Working out was important; in college I had developed a consistent workout routine that was energizing and filled me with self-esteem and a sense of purpose. Equally important to the time spent exercising were the things I did pre- and post-workout. Getting dressed, eating healthy, and the after-work out shower were just a few pieces of the daily routine – each I treated as their own event and each provided a sense of fulfillment. The exercise taught me discipline.
Discipline comes from commitment. Retired Navy Seal Officer, Jocko Willink, wrote a book called Discipline Equals Freedom. Jocko says,
"Discipline means taking the hard road - and it will put you on the path to strength and health and intelligence and happiness. And most important, discipline will put you on the path to Freedom."
But discipline is hard to maintain during active drug addiction and my exercise routine eventually took the backseat. As I substituted drugs for weights, my love for physical fitness faded until it disappeared completely. No more putting out the clothes; no more nutritious lifestyle; no more relaxing shower; the fulfilling things that were a major part of my day were gone. But they weren’t forgotten.
Gratefully, I got clean three years ago and, with new clarity, the desire to exercise returned. Like riding a bike, I fell back into the committed routine which had brought discipline years before.

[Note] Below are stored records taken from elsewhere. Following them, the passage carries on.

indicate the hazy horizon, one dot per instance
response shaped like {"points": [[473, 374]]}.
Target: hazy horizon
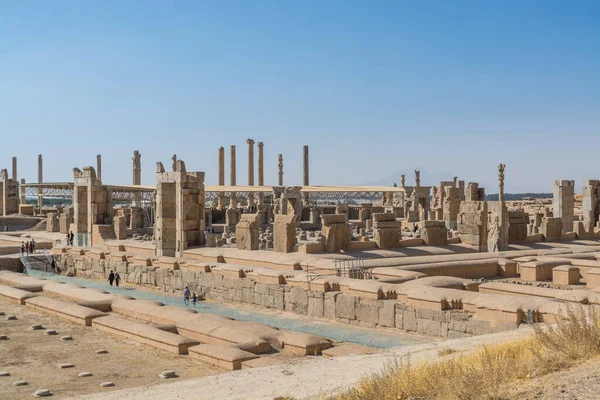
{"points": [[374, 89]]}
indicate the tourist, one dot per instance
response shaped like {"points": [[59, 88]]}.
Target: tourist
{"points": [[186, 296]]}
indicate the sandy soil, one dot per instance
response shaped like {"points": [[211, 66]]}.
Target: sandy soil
{"points": [[581, 382], [33, 356]]}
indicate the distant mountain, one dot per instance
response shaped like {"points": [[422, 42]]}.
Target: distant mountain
{"points": [[427, 179]]}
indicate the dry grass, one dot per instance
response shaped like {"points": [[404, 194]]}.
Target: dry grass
{"points": [[485, 373]]}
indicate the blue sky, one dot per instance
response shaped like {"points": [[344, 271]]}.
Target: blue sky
{"points": [[374, 88]]}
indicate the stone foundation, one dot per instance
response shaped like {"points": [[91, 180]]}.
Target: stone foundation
{"points": [[337, 306]]}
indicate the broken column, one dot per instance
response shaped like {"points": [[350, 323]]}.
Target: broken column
{"points": [[434, 233], [232, 177], [99, 167], [305, 171], [14, 170], [180, 210], [250, 170], [246, 232], [552, 229], [472, 224], [261, 176], [137, 168], [92, 205], [221, 197], [336, 232], [385, 230], [40, 180], [9, 194], [280, 169], [591, 203], [564, 203], [451, 206], [284, 233]]}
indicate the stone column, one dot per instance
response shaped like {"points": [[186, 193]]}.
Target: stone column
{"points": [[501, 181], [40, 180], [305, 181], [564, 203], [250, 170], [137, 168], [14, 171], [261, 171], [99, 167], [221, 197], [280, 169], [232, 177]]}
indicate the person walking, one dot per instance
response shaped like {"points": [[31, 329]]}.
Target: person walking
{"points": [[186, 296]]}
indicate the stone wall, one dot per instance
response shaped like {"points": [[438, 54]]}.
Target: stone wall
{"points": [[329, 305]]}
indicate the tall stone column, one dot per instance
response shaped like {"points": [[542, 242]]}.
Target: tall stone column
{"points": [[564, 203], [306, 181], [280, 169], [221, 197], [261, 171], [14, 171], [137, 168], [232, 177], [40, 180], [501, 168], [250, 170], [99, 167]]}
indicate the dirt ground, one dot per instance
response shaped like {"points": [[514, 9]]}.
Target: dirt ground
{"points": [[581, 382], [31, 355]]}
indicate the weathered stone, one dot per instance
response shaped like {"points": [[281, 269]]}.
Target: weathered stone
{"points": [[387, 314], [42, 393], [315, 307], [345, 306]]}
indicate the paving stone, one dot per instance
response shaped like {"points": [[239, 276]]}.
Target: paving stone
{"points": [[42, 393], [168, 375]]}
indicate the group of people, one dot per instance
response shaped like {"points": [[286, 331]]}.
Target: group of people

I built my new routine on the foundation of my college routine. I wake up at 4am every weekday to make sure I’m at the gym right when it opens at 5am. I get everything ready the night before to make it easy as possible in the early morning. I pack my clothes for the next day in a gym bag that I put in my car – this makes sure I actually get in the car. Since I’m already in the car, it’s an easy drive to the gym.
Some days are harder than others; no one is immune from that, but every day that goes by makes it easier. The most important thing is showing up. Last year, I had tendinitis in my elbow and was limited in what I could do as far as exercise. I did what I could as far as exercise but at the very least made sure to get to the gym. It’s a non-negotiable agreement that I have with myself. Building discipline takes work.
Recipe for Discipline
Discipline can be uncomfortable and inconvenient, but with discipline we can achieve our goals. Whether it’s working out, learning how to cook, or building a bookcase, there is a universal approach to discipline. Here are some things that help me stay on track:
- Set and define your goal: “Getting healthy” isn’t a goal. A better way to get toward a healthier life is to set nutritional, mental health, and activity goals. One goal could be to stay below 20 grams of sugar every day. Another could be to walk five miles per week. By giving a concrete measurement to goals, they are easier to track and easier to achieve.
- Get an accountability partner:One thing that helps me get out of bed on the really hard days are my friends that workout with me. Whether it’s someone who is trying to reach the same goal or someone who is helping you track your progress, an accountability partner is a great motivator.
- Focus on one goal at a time: It’s easy to get carried away and want to make changes to all aspects of life but this can lead to stress, burnout, and falling back into old ways. Be sure to steadily meet one goal before moving on to another.
- Set a scheduled time every day to work on the goal: Nothing builds routine like repetition. Setting aside a certain time of day (for some things this might be several times/day) to work on the goal helps minimize the excuses or interruptions that might pop up. If you’ve set the time aside, you should be available!
- Tell yourself that your scheduled time is non-negotiable: Don’t let it be an option. It’s easy to look at our new routines and think of them as just a “bonus” to our lives. To build a discipline, it’s important to regard our time as essential.
Things don’t happen overnight, but I look at every day as its own success. As those days accumulate, our disciplines grow, and we move closer to the goal we have set.